A jar contains 5 pennies, 5 nickels and 8 dimes. A child selects 2 coins at random without replacement from the jar. Let X represent the amount in cents of the selected coins.

X = 10 → 2 nickels

P(1st Nickel) = 5/18

P(2nd Nickel) = 4/17

P(X = 10) = P(2 nickels) = (5/18)*(4/17) = 20/306 = 0.06536 (6.536%)
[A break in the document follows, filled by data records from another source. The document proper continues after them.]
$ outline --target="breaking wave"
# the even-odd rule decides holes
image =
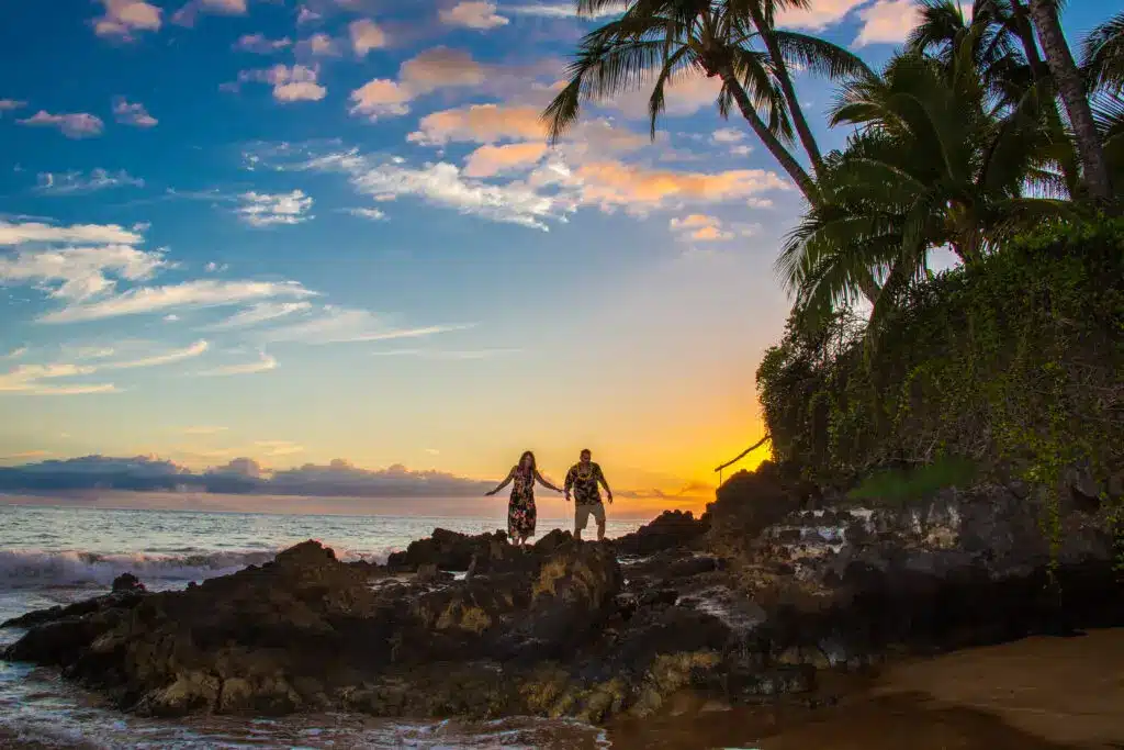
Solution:
[[[133,573],[149,587],[226,576],[247,566],[270,562],[280,549],[199,551],[174,554],[146,552],[107,554],[84,551],[0,550],[0,590],[49,587],[108,587],[121,573]],[[384,562],[393,550],[339,551],[342,560]],[[163,585],[163,586],[162,586]]]

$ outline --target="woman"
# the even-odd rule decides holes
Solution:
[[[511,467],[507,479],[500,482],[499,487],[488,493],[488,497],[498,494],[509,484],[511,487],[511,500],[507,504],[507,536],[516,546],[524,546],[527,540],[535,535],[535,482],[555,493],[562,490],[550,484],[538,473],[535,464],[535,454],[527,451],[519,458],[519,464]]]

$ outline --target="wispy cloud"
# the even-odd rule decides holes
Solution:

The probability of selecting 2 nickels ($0.10) is 0.06536.

X = 11 → dime and penny

P(Dime) = 8/18

P(Penny) = 5/17

P(X = 11) = P(Dime and Penny) = (8/18)*(5/17) = 40/306 = 0.13072 (13.072%)

You could also choose penny first and then a dime. This will give you the same probability.

P(Penny) = 5/18

P(Dime) = 8/17

P(X = 11) = P(Penny and Dime) = (5/18)*(8/17) = 40/306 = 0.13072 (13.072%)

P(Dime and Penny) + P(Penny and Dime) = 0.26144 (26.144%)

The probability of selecting a dime and a penny no matter the order is 0.26144.

Total Value = 5(0.01) + 5(0.05) + 8(0.10) = 0.05 + 0.25 + 0.80 = $1.10

There are a total of 18 coins and you selected 2 coins from the jar. So the probability of selecting 2 coins from the jar is 2/18 or 0.1111.

E[X] = ($1.10)*(2/18) = $0.1222

The expected value is about 12 cents.